Unified Biomedical Knowledge Graph (UBKG)
Source Contexts
The source context for an instance of the UBKG (or UBKG context) describes a collection of sets of assertions, each of which is identified by SAB.
A SAB can correspond to one of the following types of sets of assertions:
- Ontology data, such as that extracted from OWL files published in sources such as the NCBO BioPortal or the OBO Foundry.
- Reference data extracted from public sources such as UniProtKB.
- Result Summarized experimental result data obtained from entities such as NIH-supported laboratories.

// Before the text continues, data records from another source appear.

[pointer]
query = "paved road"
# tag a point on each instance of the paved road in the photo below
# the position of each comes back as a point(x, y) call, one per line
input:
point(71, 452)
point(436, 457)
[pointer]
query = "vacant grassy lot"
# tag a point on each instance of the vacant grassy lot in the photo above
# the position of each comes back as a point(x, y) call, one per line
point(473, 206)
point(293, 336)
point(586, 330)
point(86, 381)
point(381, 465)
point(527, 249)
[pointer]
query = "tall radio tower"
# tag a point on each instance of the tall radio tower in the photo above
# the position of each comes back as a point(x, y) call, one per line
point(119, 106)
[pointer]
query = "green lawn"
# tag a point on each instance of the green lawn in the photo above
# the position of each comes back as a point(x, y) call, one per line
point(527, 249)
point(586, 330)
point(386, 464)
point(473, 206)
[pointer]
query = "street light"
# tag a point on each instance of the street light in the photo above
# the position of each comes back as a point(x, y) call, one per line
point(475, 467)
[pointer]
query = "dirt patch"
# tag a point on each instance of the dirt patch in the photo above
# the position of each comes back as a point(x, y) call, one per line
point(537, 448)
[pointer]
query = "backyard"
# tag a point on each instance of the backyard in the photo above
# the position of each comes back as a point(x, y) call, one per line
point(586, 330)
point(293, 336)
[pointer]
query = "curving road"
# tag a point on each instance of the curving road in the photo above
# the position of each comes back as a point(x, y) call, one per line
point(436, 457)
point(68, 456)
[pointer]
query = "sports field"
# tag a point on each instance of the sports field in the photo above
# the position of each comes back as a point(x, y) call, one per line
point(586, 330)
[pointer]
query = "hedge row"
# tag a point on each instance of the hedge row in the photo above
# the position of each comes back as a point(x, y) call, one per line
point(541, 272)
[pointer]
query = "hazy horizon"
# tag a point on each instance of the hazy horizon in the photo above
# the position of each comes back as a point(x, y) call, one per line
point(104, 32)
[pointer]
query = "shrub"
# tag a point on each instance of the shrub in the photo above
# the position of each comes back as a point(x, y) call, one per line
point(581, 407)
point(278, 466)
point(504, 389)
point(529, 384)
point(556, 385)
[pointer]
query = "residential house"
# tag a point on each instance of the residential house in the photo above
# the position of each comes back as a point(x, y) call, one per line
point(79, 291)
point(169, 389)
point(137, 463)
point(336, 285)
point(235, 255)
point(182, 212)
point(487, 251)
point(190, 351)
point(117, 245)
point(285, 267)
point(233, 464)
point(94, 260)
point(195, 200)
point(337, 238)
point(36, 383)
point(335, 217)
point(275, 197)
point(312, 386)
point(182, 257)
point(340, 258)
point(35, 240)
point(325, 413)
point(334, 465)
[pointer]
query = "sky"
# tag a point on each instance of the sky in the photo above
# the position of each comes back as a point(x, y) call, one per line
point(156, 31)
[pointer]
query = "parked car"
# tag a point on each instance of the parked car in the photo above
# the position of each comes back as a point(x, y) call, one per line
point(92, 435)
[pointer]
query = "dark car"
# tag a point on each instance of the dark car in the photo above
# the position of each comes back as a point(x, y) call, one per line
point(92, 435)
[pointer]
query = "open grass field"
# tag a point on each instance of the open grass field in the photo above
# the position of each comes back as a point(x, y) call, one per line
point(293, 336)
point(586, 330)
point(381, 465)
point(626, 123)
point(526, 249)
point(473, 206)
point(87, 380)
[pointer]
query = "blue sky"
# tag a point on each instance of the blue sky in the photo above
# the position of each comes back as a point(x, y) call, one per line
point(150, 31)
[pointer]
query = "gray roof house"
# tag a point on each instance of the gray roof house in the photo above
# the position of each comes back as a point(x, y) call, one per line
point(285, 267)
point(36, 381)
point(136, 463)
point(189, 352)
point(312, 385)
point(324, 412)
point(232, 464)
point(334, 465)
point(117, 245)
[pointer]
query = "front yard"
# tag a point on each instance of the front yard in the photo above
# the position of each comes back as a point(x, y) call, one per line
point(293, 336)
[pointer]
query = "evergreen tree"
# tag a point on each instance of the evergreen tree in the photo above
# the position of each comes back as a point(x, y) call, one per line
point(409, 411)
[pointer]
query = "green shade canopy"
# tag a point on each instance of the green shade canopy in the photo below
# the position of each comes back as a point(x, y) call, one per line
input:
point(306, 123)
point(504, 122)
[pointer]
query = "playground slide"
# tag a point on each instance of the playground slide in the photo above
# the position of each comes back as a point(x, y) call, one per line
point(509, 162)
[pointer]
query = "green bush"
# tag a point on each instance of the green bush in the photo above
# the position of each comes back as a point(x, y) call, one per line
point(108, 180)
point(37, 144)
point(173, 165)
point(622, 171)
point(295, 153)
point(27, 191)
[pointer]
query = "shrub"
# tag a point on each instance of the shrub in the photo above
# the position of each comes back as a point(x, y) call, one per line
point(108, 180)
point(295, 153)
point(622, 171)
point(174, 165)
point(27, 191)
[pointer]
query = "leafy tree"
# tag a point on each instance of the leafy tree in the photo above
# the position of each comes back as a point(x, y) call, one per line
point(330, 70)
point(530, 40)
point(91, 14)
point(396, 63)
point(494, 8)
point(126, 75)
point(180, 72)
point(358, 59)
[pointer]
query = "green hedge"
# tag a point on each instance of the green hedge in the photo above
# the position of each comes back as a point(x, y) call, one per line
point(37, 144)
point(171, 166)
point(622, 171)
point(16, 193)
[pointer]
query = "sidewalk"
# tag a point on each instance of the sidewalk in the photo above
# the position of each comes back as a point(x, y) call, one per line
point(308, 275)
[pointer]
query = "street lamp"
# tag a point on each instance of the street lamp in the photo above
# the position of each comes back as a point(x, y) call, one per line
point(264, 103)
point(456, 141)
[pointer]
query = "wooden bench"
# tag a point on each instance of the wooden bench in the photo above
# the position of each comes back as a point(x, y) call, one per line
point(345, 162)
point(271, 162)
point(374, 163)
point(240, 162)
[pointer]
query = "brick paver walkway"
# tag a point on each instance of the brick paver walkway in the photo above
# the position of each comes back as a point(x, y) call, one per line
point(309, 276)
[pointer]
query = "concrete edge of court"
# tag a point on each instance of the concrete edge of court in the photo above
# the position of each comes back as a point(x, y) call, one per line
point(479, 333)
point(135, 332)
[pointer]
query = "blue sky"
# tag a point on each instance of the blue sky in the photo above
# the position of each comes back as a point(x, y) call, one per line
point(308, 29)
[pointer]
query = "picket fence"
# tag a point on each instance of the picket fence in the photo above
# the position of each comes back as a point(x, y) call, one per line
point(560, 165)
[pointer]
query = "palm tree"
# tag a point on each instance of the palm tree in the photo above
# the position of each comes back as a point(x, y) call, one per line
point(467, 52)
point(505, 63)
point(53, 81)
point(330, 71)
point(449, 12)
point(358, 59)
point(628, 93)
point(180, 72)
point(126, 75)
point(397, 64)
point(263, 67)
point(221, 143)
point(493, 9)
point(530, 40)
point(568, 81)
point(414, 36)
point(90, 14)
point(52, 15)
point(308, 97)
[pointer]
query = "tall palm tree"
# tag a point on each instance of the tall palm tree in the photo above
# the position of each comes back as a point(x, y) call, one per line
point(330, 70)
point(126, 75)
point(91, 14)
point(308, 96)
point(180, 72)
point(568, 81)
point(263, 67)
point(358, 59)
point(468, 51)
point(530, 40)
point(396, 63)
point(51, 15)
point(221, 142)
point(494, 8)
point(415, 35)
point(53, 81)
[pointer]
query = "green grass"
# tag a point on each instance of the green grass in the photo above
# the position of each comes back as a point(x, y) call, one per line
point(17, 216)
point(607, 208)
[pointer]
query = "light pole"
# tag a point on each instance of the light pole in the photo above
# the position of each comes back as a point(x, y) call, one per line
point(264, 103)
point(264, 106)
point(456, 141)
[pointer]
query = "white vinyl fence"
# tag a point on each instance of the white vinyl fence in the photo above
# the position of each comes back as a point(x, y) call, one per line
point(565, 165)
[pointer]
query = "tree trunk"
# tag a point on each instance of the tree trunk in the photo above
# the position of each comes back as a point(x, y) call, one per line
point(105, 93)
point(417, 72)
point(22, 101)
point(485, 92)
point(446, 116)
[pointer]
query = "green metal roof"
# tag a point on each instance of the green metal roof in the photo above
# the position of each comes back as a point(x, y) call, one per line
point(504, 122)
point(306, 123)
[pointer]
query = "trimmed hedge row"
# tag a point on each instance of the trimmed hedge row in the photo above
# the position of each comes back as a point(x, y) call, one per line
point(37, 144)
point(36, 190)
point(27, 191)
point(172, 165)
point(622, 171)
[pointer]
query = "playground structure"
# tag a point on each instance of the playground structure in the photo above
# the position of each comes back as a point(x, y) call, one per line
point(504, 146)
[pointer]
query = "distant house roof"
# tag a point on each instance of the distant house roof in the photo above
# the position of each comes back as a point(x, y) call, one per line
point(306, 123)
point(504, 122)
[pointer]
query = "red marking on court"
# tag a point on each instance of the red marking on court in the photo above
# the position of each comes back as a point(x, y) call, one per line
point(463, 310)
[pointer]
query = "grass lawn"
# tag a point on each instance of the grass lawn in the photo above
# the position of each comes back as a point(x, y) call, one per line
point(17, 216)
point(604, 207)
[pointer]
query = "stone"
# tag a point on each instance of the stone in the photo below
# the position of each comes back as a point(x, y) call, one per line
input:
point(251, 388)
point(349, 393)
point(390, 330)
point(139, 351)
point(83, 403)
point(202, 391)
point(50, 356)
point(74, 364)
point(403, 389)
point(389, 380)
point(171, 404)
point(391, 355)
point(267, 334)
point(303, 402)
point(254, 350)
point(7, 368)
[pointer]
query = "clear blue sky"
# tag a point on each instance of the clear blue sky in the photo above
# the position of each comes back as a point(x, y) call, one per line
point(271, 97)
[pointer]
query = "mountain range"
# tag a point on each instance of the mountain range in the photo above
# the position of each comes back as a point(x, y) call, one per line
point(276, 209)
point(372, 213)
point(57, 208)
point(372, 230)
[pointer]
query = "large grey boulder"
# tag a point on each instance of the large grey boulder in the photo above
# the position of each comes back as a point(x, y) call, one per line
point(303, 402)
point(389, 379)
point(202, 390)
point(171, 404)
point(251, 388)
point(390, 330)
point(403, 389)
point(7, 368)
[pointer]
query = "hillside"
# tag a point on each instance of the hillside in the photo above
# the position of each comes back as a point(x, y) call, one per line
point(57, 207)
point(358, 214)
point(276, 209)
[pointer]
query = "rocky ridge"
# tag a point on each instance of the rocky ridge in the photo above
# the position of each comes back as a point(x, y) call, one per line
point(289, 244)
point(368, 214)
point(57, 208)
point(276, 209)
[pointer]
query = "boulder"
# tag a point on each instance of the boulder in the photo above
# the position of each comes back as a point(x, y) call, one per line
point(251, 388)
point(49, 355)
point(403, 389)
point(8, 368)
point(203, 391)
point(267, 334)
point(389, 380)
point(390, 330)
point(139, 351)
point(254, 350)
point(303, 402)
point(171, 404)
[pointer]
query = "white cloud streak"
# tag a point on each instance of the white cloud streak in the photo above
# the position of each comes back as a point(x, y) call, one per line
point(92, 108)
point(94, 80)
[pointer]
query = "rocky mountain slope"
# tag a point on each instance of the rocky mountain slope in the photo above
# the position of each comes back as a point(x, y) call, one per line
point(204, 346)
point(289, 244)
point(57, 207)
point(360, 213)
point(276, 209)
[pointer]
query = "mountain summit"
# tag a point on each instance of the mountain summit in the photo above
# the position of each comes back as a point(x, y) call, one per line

UMLS source context (UMLS-Graph)
The UMLS context includes sets of assertions obtained from over 100 vocabularies organized by the UMLS, including
- SNOMEDCT_US
- ICD10
- LOINC
- HGNC
All of these assertions are considered as being from ontologies.
CodeID standardization
In the UBKG, the colon is a reserved character, used to delimit SAB from code in a CodeID property of a Code node.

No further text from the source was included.